Let’s talk about the gas pedal
A good analogy is a car’s gas pedal. The gas pedal is officially called an “accelerator”, and as you all recall from your high school physics classes, acceleration is directly related to force applied. You push the gas pedal, you apply a force, and acceleration happens, which (also remembering now) creates a positive change in velocity.
F = m × a
Imagine if the pedal determined velocity instead. Push down, and you’d speed instantaneously. Leave off on the pedal a bit, and you’d slow down instantaneously. Take your foot off the pedal, and you would just stop. It doesn’t work like that, and not just because it would be ridiculous. The velocity is the outcome; the force applied is the direct action.
Two suggestions
So here are two suggestions to think of right now:
- Say yes to something that you used to say no to. Whether this is a possibility of change, an invitation that you always turned down, or another possibility that is lingering on your horizon, think of one of these in your life. What would happen if you changed the answer this time around? What else might happen?

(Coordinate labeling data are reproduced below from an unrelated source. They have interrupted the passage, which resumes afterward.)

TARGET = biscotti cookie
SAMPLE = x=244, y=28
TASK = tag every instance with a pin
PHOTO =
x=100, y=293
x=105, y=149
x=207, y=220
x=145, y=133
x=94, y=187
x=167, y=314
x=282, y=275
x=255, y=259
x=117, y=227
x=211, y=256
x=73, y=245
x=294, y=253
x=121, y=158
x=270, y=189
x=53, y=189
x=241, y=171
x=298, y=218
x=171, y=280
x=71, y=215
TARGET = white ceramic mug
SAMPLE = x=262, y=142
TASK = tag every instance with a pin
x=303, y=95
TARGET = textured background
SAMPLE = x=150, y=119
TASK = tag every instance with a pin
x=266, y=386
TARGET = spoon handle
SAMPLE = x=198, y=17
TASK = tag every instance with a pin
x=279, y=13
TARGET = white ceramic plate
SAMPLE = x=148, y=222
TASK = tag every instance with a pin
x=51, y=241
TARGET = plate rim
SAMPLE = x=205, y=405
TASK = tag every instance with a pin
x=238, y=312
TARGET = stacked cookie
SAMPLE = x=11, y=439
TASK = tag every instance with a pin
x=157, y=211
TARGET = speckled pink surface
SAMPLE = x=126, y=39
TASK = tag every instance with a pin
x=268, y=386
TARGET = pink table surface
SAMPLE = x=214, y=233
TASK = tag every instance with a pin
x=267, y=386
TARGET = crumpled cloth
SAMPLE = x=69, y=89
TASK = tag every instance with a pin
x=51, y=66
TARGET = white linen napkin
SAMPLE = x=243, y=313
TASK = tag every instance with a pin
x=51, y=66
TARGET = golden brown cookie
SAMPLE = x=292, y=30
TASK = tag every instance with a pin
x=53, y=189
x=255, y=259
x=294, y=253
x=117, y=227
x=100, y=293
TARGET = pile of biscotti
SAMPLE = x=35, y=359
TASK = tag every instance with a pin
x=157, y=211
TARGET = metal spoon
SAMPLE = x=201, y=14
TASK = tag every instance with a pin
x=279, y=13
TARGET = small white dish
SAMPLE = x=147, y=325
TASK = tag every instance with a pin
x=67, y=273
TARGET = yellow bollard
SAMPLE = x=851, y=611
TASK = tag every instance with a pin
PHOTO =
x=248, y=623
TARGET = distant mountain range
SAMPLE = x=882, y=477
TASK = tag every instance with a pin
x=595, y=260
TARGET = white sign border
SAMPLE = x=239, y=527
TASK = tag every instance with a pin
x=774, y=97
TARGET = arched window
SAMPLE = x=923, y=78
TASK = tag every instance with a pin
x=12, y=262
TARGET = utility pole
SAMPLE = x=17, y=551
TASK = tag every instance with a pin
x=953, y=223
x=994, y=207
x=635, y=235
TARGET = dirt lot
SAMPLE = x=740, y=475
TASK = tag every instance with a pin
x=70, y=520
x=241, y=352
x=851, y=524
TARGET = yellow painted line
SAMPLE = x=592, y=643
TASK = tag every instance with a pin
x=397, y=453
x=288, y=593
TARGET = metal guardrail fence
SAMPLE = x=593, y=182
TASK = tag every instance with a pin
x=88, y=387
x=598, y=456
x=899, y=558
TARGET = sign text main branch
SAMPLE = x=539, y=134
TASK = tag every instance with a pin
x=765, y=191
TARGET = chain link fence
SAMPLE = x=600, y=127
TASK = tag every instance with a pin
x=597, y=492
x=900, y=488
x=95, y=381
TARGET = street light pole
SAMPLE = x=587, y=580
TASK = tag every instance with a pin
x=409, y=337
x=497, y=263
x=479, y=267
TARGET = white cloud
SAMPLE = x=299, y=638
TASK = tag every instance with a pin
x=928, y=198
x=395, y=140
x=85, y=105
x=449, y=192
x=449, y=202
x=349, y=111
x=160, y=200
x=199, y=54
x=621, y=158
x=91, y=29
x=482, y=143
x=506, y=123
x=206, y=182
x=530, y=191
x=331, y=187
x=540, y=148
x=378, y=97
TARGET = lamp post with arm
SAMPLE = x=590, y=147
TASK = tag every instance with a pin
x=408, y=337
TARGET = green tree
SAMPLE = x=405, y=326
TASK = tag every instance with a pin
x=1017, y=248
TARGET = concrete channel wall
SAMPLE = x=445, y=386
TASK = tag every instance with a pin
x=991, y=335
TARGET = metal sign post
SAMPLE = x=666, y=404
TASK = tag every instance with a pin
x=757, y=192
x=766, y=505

- Say no to something that you used to say yes to. This is actually more similar to the above than you might think. Saying no doesn’t turn off a possibility, but instead leaves you with room to say yes to something else. It’s okay to stop doing something. It’s not a failure.
Now answer this quickly, without thinking too hard: What immediately came to mind when reading the above? Hold onto it! Don’t let it get away from you. Keep it in your mind.
Here we go
This year, I’m planning some changes, both for this site, and for my life in general. But one of the ways I’m doing things differently has to do with this time of year. In years past, during this time of the year I’ve usually gone away, going by myself, working on Susannah Conway’s excellent “Unraveling the Year Ahead” workbook (which I highly recommend, by the way). But this year, neither of those were true. Starting the year off differently feels good.
Unless your life is perfect, changing something will cause other aspects of your life to change. And even if you’re perfectly content, the feeling can be fleeting. We move forward, because we that is the only way we can keep growing.
But there is plenty of time to talk about velocity. Let’s focus on the force for a bit.